Restoring models when batch size is different

I have a very simple model with 2 conv and 2 linear layers.
the input and output of the linear layers depends on the batch size.
I am having problem(size mismatch) when I try to save the model weights with a batch size and restore with another batch size.
How can I make save/restore independent from the batch size? Can you point me to a sample model?

Thanks!

The model should be independent of the batch size, can you post your code please?

My model:


class Net(nn.Module):
    def __init__(self, batch_size):
        super(Net, self).__init__()
        self.batch_size = batch_size
        self.conv1 = nn.Conv2d(1, 2, 3)
        self.pool = nn.MaxPool2d(2, 2)
        self.conv2 = nn.Conv2d(2, 1, 3)
        self.fc1 = nn.Linear(self.batch_size * 2 * 14, 2048)
        self.fc2 = nn.Linear(2048, self.batch_size)

    def forward(self, x):
        x = self.pool(F.relu(self.conv1(x)))
        x = self.pool(F.relu(self.conv2(x)))
        x = x.view(self.batch_size * 2 * 14)
        x = F.relu(self.fc1(x))
        x = self.fc2(x)
        return x

and this is how i am calling it:

y_pred = model(x)
The shape of the x is (batch_size, no_of_channels, h, w)

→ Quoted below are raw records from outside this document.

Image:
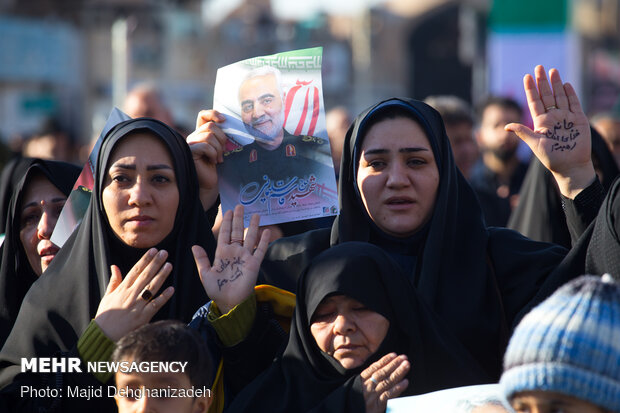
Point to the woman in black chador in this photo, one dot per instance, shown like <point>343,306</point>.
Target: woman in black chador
<point>135,239</point>
<point>31,217</point>
<point>400,190</point>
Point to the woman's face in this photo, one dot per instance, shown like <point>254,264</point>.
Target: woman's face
<point>347,330</point>
<point>397,176</point>
<point>140,193</point>
<point>40,207</point>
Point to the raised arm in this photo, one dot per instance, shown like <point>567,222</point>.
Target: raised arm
<point>561,137</point>
<point>233,275</point>
<point>207,144</point>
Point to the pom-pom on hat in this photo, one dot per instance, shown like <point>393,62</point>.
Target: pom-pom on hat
<point>570,344</point>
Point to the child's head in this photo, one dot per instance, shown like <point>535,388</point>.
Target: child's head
<point>565,354</point>
<point>175,392</point>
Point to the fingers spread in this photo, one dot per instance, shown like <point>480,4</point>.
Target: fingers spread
<point>573,100</point>
<point>252,234</point>
<point>546,95</point>
<point>115,279</point>
<point>225,228</point>
<point>558,90</point>
<point>394,391</point>
<point>155,284</point>
<point>236,234</point>
<point>261,248</point>
<point>533,98</point>
<point>152,269</point>
<point>377,365</point>
<point>153,306</point>
<point>137,269</point>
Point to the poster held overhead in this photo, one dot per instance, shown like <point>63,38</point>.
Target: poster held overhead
<point>277,161</point>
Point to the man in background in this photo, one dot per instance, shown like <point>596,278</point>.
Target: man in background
<point>499,173</point>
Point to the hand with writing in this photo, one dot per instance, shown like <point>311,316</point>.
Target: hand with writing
<point>233,275</point>
<point>561,137</point>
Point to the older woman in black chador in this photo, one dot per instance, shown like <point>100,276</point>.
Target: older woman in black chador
<point>32,213</point>
<point>359,337</point>
<point>143,218</point>
<point>400,190</point>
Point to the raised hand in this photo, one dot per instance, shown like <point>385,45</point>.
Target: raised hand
<point>233,275</point>
<point>130,302</point>
<point>561,136</point>
<point>207,144</point>
<point>384,379</point>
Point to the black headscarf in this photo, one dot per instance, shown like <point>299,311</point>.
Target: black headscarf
<point>306,379</point>
<point>16,274</point>
<point>60,305</point>
<point>539,214</point>
<point>603,253</point>
<point>475,279</point>
<point>12,173</point>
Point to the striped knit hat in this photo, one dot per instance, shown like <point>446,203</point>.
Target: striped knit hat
<point>570,344</point>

You could instance the original net with their weights and after replace the fc layers, something like:

net = Net(batch_size=4)
net.load_state_dict(torch.load(your_weights))
net.fc1 = nn.Linear(new_batch_size* 2 * 14, 2048)
net.fc2 = nn.Linear(2018, new_batch_size)

but this layers will initialize with random weights, so you will have to train the net again. Btw why are you using a batch dependent network?

1 Like

Because while training, it is a lot faster if I feed with a big batch size like 512.
But on production I wont always have 512 images so I may call it with single image, 4 images or any amount.
I wonder how ResNet implementation is doing it because with ResNet I can train with any batch size and call with any other batch size.

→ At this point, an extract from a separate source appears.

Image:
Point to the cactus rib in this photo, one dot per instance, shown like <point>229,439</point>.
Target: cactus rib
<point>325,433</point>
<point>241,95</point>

The workaround I have found for now is I train with 512 batch size and while calling on prod I fill the missing part with replicate data.
But this is not a good solution.
Thanks anyways;
I will dig into ResNet implementation later to see how it is doing.

Also I dont know how to make a batch independent network but still able to train/call it with batches. Do you have any suggestion to make the above network “batch independent”?

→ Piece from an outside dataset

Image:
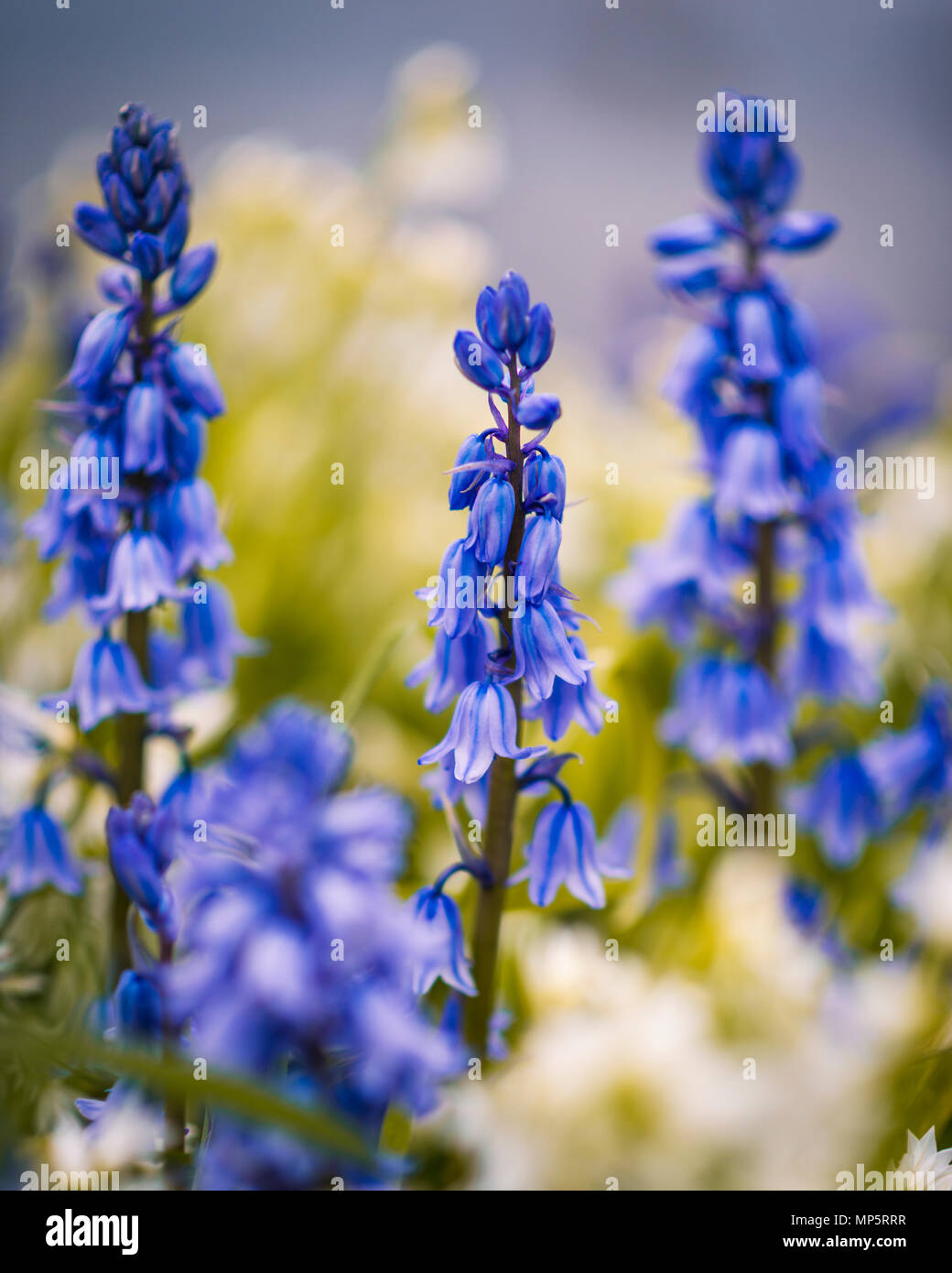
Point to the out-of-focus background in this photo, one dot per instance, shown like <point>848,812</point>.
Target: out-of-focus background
<point>361,117</point>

The batch are usually only for training, and in production you usually call the network with only one image but you still have to pass the sample as a batch tensor (ie [1,no_channels,h,w]). Think that internally the network works with only one sample and you pass a batch tensor to calculate the loss across all the samples in the batch, and next average them.

So, the network is always batch independent

If you still need help , i encountered a similar problem and found a way to work around.
I was facing this problem because my batch size was 64 and total datapoints / samples were 20000 so the last batch couldn’t be divided into 64 and i got size mismatch error. This was because i hardcoded into the first linear layers after all conv layers like this :
self.lin1 = nn.Linear(out.reshape(64,8*20*20))
instead of doing this , I passed the length of each training batch as a parameter to the forward function.
and passed len(xb) as the parameter and changed self.lin1 to self.lin1 = nn.Linear(out.reshape(batch_size , 8*20*20))
where batch_size is the current batch size.

Well i also missed that you could always do nn.Linear(out.reshape(-1,8*20*20))
Without sending a batch size parameter manually.